Would you please help to confirm this issue? 
Do we need to verify this issue on IA64 platform? 
I saw the "Architecture:x86, IA64" in the Description of bug 629773 from which this bug was cloned. 
If not I think this bug could be verified according to the test result on x86_64 host in Comment 4. 

Thanks
Lei Wang

Comment 6 Miroslav Rezanina 2010-10-27 11:03:57 UTC
No, this is not issue on IA64 as HVM save/migrate is not supported on it.

Comment 7 Lei Wang 2010-10-28 01:47:26 UTC
Thanks, Miroslav

According to comment 4 and comment 6, move to VERIFIED.

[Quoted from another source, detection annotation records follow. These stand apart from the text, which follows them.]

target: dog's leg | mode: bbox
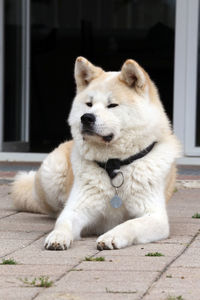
[97,209,169,250]
[45,184,105,250]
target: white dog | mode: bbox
[12,57,180,250]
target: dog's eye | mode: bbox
[86,102,92,107]
[107,103,119,108]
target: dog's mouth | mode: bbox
[81,129,114,143]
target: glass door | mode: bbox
[1,0,30,152]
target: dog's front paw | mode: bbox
[44,230,72,250]
[97,230,128,251]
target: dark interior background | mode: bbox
[5,0,175,152]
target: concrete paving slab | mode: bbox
[34,291,138,300]
[0,231,41,242]
[0,239,31,257]
[76,256,171,272]
[96,243,185,258]
[40,270,158,297]
[0,287,40,300]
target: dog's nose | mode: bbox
[81,114,96,125]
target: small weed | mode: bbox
[145,252,164,256]
[106,288,137,294]
[0,258,17,265]
[84,256,105,261]
[192,213,200,219]
[20,276,53,288]
[166,296,184,300]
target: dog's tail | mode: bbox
[11,171,44,213]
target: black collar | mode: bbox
[96,142,157,179]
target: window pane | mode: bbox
[4,0,22,142]
[196,5,200,147]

Comment 9 errata-xmlrpc 2010-11-09 18:07:39 UTC
An advisory has been issued which should help the problem
described in this bug report. This report is therefore being
closed with a resolution of ERRATA. For more information
on therefore solution and/or where to find the updated files,
please follow the link below. You may reopen this bug report
if the solution does not work for you.

http://rhn.redhat.com/errata/RHSA-2010-0839.html

Comment 10 Martin Prpič 2010-11-11 13:56:45 UTC
    Technical note added. If any revisions are required, please edit the "Technical Notes" field
    accordingly. All revisions will be proofread by the Engineering Content Services team.
    
    New Contents:
Previously, migrating a hardware virtual machine (HVM) guest with both, UP and PV drivers, may have caused the guest to stop responding. With this update, HVM guest migration works as expected.